Fast, it all goes fast, I just want to press the pause button at the end of the working day and have time to organize my thoughts and my mind for the next days' lessons. Very good to be at the high school but 7 classes, it's a lot, although I do approximately the same things for the same level, still there are few differences and I haven''t grasped them yet so that I can feel completely ready and confident not to confuse with which class I've done what and where we've stopped, what we haven't done yet.
Yet, the students are very interested and well behaved, they are not rude either which is a real treat. I guess they know they have to look after themselves and their studies for the A-Level is at the end of high school and determines their future. Not all of it of course but the aim is to get it and all that they do before plays an essential part in their success. Three years don't look like a whole life to them anymore like it could to a secondary school kid, who just doesn't grasp the time in the same way.
It feels good to have these students who look much more responsible and know what the issues of their investment are. They understand how important their involvement in their school studies is, how much it matters for them. That feels good and very motivating for a teacher, I feel like investing myself even more to help them or at least to give them tools or contribute to their progress. I stay humble though for some of them already possess all the tools or have them in their family surroundings to succeed but still a teacher and I add up to what they already have.
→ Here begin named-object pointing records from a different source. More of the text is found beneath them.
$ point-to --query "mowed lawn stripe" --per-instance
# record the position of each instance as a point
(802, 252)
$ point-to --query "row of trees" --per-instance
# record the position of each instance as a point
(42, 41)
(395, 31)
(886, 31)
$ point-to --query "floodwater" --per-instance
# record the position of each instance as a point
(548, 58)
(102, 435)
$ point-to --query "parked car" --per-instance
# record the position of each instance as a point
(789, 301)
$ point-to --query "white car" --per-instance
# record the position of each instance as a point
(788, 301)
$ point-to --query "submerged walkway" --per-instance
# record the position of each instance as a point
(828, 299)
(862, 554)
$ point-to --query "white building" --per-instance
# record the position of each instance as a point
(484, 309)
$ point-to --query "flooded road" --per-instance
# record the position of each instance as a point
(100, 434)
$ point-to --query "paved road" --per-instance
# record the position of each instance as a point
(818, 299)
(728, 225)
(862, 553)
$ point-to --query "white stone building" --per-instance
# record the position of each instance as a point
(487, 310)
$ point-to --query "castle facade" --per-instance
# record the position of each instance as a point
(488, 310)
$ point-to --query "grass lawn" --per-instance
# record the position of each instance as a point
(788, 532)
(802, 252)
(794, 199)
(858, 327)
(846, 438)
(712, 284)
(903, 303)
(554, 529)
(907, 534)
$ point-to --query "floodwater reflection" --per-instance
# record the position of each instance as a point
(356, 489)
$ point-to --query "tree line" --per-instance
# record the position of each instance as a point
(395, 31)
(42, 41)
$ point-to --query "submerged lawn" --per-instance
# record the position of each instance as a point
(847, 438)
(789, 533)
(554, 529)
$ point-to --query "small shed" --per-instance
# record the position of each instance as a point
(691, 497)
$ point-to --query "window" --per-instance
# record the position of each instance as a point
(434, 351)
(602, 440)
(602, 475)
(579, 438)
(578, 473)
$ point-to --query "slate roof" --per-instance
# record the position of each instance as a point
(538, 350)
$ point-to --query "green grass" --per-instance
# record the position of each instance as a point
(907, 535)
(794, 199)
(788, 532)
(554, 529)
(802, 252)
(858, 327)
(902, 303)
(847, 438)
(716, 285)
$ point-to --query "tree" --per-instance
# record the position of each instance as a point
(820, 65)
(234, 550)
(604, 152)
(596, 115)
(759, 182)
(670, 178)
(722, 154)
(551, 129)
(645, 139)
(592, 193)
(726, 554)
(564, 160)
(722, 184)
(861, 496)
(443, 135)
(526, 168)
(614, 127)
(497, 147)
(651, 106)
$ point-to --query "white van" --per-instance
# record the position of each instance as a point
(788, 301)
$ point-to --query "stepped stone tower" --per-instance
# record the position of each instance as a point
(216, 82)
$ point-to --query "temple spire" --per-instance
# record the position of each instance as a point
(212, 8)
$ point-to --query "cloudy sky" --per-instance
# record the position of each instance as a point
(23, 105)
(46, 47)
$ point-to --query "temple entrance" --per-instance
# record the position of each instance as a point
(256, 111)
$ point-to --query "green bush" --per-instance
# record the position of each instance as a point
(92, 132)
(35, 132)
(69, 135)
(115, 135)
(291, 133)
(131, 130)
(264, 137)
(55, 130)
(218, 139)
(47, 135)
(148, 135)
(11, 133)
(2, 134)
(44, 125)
As the saying goes two heads are better than one.
I feel like I want to look after myself more and take care of my health and well-being much more to be healthier, more open and concentrated, more mindful. Carpe diem!
i'm very proud of myself, I am happy, it's been difficult those past 2 weeks, starting in Charlemagne, new colleagues, I change class almost every 2 hours so that I walk through the corridor, get lost, meet students, it's huge, busy, it feels strange after collège Guy Flavien, which looks like a little place next to the high school. Also the teachers' room is so tiny that people just come to have a coffee and hurry back to their class, for the break just lasts for 15 mn. A brand new liffe in high school, also the students, older and focused on the A-Level or having other experiences and already interested in the outside world, participating in many activities outside school, from theatre, sport to volunteering and other actions.
I feel kind of lost, I saw more than 160 students iin a week, I felt completely out of service, so many faces, so many names in such a little time, and also the people from the administration offices and the canteen staff, the supervisors and so on. It's like a small village in a few days. I had never seen so many faces and had to communicate with them in such a little time. But i'm proud of myself, and the work is huge, I have to learn new topics, to teach them, exciting and also new, I'm like swimming right now, my head is out of the water but it's hard and I haven't got a single minute to myself. Time goes by so quickly, it's unbelievable.
I'm lucky cos' my colleagues are really helpful and present, especially F who gives me advice and listens to my doubts and my experiences. My friends have also been present as has mum. They encourage me, they listen to me and above all, I realise that the fears and the doubts and all that triggered by the new job, new things to learn is completely normal and human as Fl told me for instance. She experiences the same things as do many colleagues when they arrive in a new place.
I'm doing my best and I'm doing well, I think considering all the fears I have. i'm no exception, just I have to do with who I am and I can trust myself cos' I'm doing my best and that is very well, I ask for advice, I trust people and I'm doing my best, trust myself cos' I'm doing very well.